少なくとも8月29日の北海道の空については、乾いた空気と湿った空気の分かれ目、衛星で確認できる広い雲域、その近くを流れる強い上空風という、通常の気象現象として理解できる材料があります。

また、気象庁によると、日本では震度1以上の地震が年間およそ2000回、平均すれば一日5回程度発生しています。珍しい雲を見た前後にどこかで地震があったとしても、それだけで二つの現象に因果関係があるとは言えません。

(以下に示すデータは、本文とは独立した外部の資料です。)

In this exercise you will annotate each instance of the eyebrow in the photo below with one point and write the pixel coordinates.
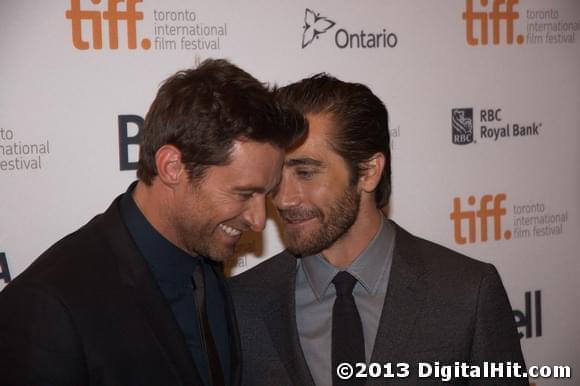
(304, 161)
(250, 188)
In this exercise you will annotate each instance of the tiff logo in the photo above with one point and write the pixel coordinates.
(4, 271)
(112, 15)
(461, 217)
(531, 316)
(502, 14)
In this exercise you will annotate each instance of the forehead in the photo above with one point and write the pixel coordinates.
(251, 164)
(317, 142)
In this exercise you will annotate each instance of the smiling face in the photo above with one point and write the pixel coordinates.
(317, 199)
(210, 215)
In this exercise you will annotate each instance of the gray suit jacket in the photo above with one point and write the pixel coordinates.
(440, 306)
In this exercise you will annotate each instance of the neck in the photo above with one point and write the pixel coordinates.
(346, 249)
(153, 201)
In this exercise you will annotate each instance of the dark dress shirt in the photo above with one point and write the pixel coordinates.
(173, 269)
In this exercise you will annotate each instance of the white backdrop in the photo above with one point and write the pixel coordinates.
(61, 97)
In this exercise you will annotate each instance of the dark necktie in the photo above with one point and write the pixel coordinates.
(216, 377)
(347, 336)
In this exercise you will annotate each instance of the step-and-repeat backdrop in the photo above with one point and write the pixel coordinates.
(484, 102)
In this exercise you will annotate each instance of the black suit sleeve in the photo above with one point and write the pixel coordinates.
(38, 342)
(495, 338)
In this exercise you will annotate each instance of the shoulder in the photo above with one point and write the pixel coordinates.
(73, 262)
(437, 263)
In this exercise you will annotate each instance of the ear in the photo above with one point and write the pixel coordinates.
(169, 165)
(372, 171)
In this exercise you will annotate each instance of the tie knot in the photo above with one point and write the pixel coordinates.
(344, 282)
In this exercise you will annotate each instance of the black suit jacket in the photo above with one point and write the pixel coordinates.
(89, 312)
(440, 306)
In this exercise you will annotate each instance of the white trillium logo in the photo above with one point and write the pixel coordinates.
(314, 25)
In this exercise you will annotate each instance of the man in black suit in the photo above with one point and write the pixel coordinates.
(137, 296)
(354, 286)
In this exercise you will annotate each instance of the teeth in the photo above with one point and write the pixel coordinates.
(229, 230)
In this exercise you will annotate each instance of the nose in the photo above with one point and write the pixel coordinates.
(255, 214)
(287, 195)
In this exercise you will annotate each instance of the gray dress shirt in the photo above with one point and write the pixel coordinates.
(315, 295)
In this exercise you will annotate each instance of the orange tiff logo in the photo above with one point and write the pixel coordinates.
(462, 217)
(502, 14)
(112, 15)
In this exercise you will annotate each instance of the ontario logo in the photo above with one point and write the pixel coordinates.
(316, 25)
(82, 18)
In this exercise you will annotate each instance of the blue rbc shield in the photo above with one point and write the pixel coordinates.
(462, 126)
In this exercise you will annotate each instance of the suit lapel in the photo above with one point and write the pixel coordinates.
(280, 320)
(156, 312)
(406, 294)
(235, 344)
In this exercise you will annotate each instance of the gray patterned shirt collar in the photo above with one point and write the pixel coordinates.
(367, 268)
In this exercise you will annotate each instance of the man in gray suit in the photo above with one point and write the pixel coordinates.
(354, 286)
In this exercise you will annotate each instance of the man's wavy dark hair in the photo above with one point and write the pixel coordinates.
(202, 111)
(361, 127)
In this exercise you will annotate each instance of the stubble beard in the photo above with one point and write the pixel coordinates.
(341, 216)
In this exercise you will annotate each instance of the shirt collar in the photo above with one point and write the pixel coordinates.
(171, 266)
(367, 268)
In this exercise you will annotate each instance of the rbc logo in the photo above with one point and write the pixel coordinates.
(502, 17)
(461, 217)
(112, 16)
(462, 126)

空が割れたのではなく、雲が「見えない境界」を見せていた

8月29日午前に札幌市や千歳市などで見られた「真っ二つの空」は、一地点だけの奇妙な見え方ではありませんでした。

衛星からも、石狩地方から胆振・日高地方にかけて広がる雲域の境界が確認されています。

その背景にあったのが、札幌管区気象台が説明した北からの乾いた空気と南からの湿った空気の分かれ目です。

その近くには、高度約9600mの強い西寄りの流れもありました。ジェット気流に沿う乾湿境界が衛星画像で直線的に現れるケースは気象学的にも知られていますが、今回の直線をジェット気流だけで説明することはできません。

目に見えていたのは空気そのものの境界ではなく、そこで生じた雲のある場所とない場所の差です。

普段なら見ることのできない大気の違いが、白い雲によって輪郭を持った。

そう考えると、あれほど奇妙に見えた北海道の空も、私たちの頭上で日々動いている大気の姿が、たまたま分かりやすい形で現れたものだったことが分かります。